Par Samia HARRAR
Ils ne regardent plus, ne fixent plus, n’interrogent même plus, silencieusement, ce qui rend possible notre choquante apathie, et notre incapacité, à l’échelle du monde, à faire quelque chose pour que cela s’arrête.
Cela, c’est l’indicible, cela, c’est le génocide, cela, c’est l’épuration ethnique du peuple palestinien…

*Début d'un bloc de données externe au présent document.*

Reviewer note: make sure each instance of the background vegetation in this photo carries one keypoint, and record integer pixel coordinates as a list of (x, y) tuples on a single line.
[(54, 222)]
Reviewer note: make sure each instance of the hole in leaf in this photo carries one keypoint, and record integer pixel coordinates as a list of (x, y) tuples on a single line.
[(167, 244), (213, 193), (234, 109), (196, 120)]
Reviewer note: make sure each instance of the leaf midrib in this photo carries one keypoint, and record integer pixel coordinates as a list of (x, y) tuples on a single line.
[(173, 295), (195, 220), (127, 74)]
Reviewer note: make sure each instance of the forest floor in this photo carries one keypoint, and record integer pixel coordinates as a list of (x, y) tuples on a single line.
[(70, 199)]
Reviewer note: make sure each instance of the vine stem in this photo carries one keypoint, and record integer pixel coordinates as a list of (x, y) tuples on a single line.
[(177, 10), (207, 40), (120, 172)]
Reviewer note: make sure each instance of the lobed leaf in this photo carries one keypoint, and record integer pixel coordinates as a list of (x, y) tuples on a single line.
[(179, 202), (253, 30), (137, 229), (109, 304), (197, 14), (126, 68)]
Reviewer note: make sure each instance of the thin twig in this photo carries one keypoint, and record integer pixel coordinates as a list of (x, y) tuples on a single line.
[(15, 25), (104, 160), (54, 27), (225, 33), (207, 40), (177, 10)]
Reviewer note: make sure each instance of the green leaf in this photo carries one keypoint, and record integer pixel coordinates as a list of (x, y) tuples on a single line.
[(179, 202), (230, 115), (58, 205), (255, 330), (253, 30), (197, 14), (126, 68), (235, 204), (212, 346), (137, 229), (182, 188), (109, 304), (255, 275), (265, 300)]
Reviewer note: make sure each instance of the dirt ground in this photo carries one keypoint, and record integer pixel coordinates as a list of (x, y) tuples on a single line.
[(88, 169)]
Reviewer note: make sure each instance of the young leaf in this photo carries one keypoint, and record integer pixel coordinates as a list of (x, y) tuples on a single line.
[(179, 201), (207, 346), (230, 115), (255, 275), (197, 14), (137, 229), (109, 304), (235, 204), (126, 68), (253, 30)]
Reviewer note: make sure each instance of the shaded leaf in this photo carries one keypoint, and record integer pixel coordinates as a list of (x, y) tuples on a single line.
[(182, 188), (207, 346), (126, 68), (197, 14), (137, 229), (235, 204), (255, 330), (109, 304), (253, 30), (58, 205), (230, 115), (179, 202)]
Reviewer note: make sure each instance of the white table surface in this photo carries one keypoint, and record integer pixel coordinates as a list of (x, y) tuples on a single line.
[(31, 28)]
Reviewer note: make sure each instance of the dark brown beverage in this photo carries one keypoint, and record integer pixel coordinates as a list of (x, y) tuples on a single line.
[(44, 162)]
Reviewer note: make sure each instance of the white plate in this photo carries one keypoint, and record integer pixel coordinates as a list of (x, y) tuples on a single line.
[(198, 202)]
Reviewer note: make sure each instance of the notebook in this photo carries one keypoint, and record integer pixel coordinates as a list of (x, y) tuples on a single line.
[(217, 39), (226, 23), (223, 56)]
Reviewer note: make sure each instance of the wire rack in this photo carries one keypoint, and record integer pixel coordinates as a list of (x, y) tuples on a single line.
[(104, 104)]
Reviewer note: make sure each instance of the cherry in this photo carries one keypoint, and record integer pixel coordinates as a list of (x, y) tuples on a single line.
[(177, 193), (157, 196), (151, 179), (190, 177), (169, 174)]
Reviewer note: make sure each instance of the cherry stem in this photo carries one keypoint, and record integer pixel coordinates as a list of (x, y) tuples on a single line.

Les yeux de Sham, l’enfant si joyeuse du temps où son père lui tenait la main, l’enfant confiante et rieuse, qui coiffait les cheveux de son père, en un geste de tendresse immense dont seuls les enfants savent être prodigues quand ils ont le cœur heureux, ne brillent plus. Ils ne portent plus cette étincelle de joie et d’innocente insouciante, en dépit des ravages et de la dévastation dans l’enclave, et des fracas des bombes qui ne s’arrêtent presque pas, du temps où son héros à elle, avant qu’il ne soit le héros de tous ceux qui comptent sur lui à Gaza, pour qu’il fasse parvenir les images de l’horreur et leurs voix conjuguées, au monde, qui n’est plus dupe, depuis de longs mois déjà, du narratif israélien, quand elle pouvait s’appuyer sur son père, quand elle le cherchait dans la tente réservée aux journalistes, ou dans les rues où sévit la désolation, attentive à chacun de ses accents, et tremblant de peur pour lui: elle, une petite fille qui n’a pas eu le droit à une enfance normale , juste une enfance comme les autres enfances de par le monde, sans l’effondrement de tout ce qui constitue un quotidien. Un quotidien où Anass al-Sharif pourrait rentrer à la maison chaque soir, après avoir fini son travail, et retrouver sa femme et ses enfants. Son tout petit Salah, aux yeux écarquillés, qui ne comprend pas et comprend tout de même, à quelque chose dans l’air, à quelque chose sur les visages, à quelque chose qu’il voit, et surtout qu’il perçoit sans pouvoir y mettre les mots qu’il faut, qu’il ne maîtrise pas encore, et au visage creusé de sa sœur, avec les traits tirés et les larmes qui s’échappent silencieusement tandis qu’elle regarde le linceul qui enveloppe son père, présent-absent déjà, et elle sait que c’est pour toujours et qu’elle ne le reverra plus, les yeux « éteints » de Sham, filmée après l’assassinat de son père: le journaliste vedette de la chaine Al-Jazeera, qui ne s’est jamais arrêté de travailler depuis de très longs mois, et même la faim le tenaillant au ventre, tellement affaibli qu’il a failli défaillir devant la caméra, parce que les efforts surhumains qu’il fournissait pour pouvoir couvrir les crimes d’Israël à Gaza, étaient trop pour un seul homme, pèseront sur la conscience du monde jusqu’à l’éternité.
C’est une enfant, une toute petite fille, au visage émacié et épuisé, et aux yeux creusés. On devine toutes les larmes qui la brûlent de l’intérieur depuis la perte de son père. Sur les vidéos avec son père, elle riait presque toujours; espiègle et douce, et attentive à ne jamais perdre son papa du regard. Depuis qu’il est parti, sur toutes les vidéos où elle figure, l’expression qu’elle porte sur le visage est tout simplement insoutenable à regarder. C’est une enfant, et on dirait qu’elle a désormais mille ans. Les yeux éteints de Sham , il n’est pas possible de les oublier. Ils seront la damnation d’Israël, ils seront la damnation de tous ceux qui ont consenti aux crimes, qui ont permis le génocide, et qui ont armé toutes les mains qui ont tué. Ils seront la damnation de tous ceux qui n’ont rien fait pour protéger les enfants de Palestine. Les yeux de Sham plus que les yeux d’Abel dans la tombe… Tôt ou tard, Israël en paiera le prix.